House debates

Thursday, 25 November 2021

Business

Rearrangement

11:00 am

Photo of Bob KatterBob Katter (Kennedy, Katter's Australian Party) Share this | Hansard source

I have been through the fiery furnace of the notorious Fitzgerald inquiry in Queensland. I was one of the two people who called it on. We weren't aware of the extent of the corruption of the Police Force in Queensland, but we knew there were a number of murders. It turned out there were 42 murders. If we'd had an ICAC or a Criminal Justice Commission, as it was later called in Queensland, it would never have got to that stage. Twenty-one of those deaths were at the infamous Whiskey Au Go Go, in a fire started by the mobsters' cabaret protection racket. The club hadn't paid their protection money, and up went the Whiskey Au Go Go, with no inquiry or punishment of anyone. The door was closed from the outside and 21 people were killed. Quite apart from that, there were another 21 murders, six of them in North Queensland.

So, if you don't have something like this, you leave members of parliament—and I was one of those members in parliament—in very, very scary territory. You leave decent policemen in very scary territory. I would estimate that over 20 police had their lives completely destroyed by evil police putting obscene child pornography on their computers. To this very day, I am so scarred and scared that I still will not use a computer, because I saw what happened to all these innocent people during that inquiry. Judge Vasta, whose son is in this place and whose other son is a Federal Court judge, was hanged, drawn and quartered without a single scintilla of evidence ever being produced against him, because he was from the wrong side of the tracks. I am quoting from a speech by Lin Powell, who was touted as a future premier in Queensland. The sin of Vasta was that he wasn't a member of the legal club in Brisbane. He hadn't gone to the GPS/TAS schools. He was a canecutter's son from North Queensland. Those were the sins. The people that they put to judge him, the judges in Brisbane, were the very people who resented him being there.
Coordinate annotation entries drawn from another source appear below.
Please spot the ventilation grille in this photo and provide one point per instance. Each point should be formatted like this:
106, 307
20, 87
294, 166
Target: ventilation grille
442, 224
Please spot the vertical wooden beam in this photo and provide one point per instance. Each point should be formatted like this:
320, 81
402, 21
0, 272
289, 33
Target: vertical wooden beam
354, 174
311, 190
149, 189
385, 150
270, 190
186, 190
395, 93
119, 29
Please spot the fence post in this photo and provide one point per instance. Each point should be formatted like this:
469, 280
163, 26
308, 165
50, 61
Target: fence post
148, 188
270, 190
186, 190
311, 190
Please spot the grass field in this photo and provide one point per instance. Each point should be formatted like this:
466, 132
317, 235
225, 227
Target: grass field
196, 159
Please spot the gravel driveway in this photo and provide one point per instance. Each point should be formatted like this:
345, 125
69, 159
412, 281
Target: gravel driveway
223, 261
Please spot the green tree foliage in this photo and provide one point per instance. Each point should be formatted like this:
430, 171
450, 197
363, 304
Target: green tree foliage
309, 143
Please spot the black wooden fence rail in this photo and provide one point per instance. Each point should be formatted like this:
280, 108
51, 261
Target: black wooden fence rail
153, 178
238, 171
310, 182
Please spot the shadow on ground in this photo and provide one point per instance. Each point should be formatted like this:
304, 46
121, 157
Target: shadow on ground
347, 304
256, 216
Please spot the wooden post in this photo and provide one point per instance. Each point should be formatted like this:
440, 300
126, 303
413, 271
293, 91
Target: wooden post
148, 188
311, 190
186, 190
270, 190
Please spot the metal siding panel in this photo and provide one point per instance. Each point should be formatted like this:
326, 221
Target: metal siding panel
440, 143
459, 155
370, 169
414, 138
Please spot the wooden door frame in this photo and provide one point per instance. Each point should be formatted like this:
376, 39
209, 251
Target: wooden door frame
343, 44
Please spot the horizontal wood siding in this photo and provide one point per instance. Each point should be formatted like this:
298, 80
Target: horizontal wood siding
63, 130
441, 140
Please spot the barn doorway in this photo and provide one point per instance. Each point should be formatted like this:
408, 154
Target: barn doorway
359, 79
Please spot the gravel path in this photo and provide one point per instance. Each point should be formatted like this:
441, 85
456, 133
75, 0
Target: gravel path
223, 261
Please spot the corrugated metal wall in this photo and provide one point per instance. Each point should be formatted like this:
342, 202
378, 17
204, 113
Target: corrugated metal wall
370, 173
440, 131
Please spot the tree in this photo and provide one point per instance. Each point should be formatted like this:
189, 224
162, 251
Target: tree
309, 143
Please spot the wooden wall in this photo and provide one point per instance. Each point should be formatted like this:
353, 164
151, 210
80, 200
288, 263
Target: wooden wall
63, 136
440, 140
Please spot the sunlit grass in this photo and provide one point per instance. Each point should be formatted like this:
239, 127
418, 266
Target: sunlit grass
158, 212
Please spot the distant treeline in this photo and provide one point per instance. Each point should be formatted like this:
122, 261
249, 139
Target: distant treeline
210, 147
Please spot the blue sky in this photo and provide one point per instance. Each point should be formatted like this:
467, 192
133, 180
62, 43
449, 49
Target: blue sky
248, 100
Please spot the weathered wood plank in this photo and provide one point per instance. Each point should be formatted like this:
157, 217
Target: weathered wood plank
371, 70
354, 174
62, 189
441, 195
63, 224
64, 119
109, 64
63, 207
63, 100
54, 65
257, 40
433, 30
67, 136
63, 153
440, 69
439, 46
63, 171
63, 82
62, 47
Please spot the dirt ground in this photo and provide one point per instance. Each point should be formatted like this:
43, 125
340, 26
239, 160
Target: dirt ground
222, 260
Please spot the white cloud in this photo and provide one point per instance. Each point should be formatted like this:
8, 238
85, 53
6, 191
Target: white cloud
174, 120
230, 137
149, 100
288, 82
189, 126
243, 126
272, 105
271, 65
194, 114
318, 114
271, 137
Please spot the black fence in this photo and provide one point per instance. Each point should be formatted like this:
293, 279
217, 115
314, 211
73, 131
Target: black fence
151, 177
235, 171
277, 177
So I've given you two or three examples of the terrible downside of a proposal of this type, but the alternative to that is to watch what happened in Queensland, where, if you tried to assail them, they assailed you long before you got close to them. That's why I'm backing an independent body such as is proposed by the honourable member, who, like me, represents a regional area in this place. That's why I'm backing her rather courageous and wonderful initiative today. But I ask everyone please to be conscious of the downside to these sorts of inquiries.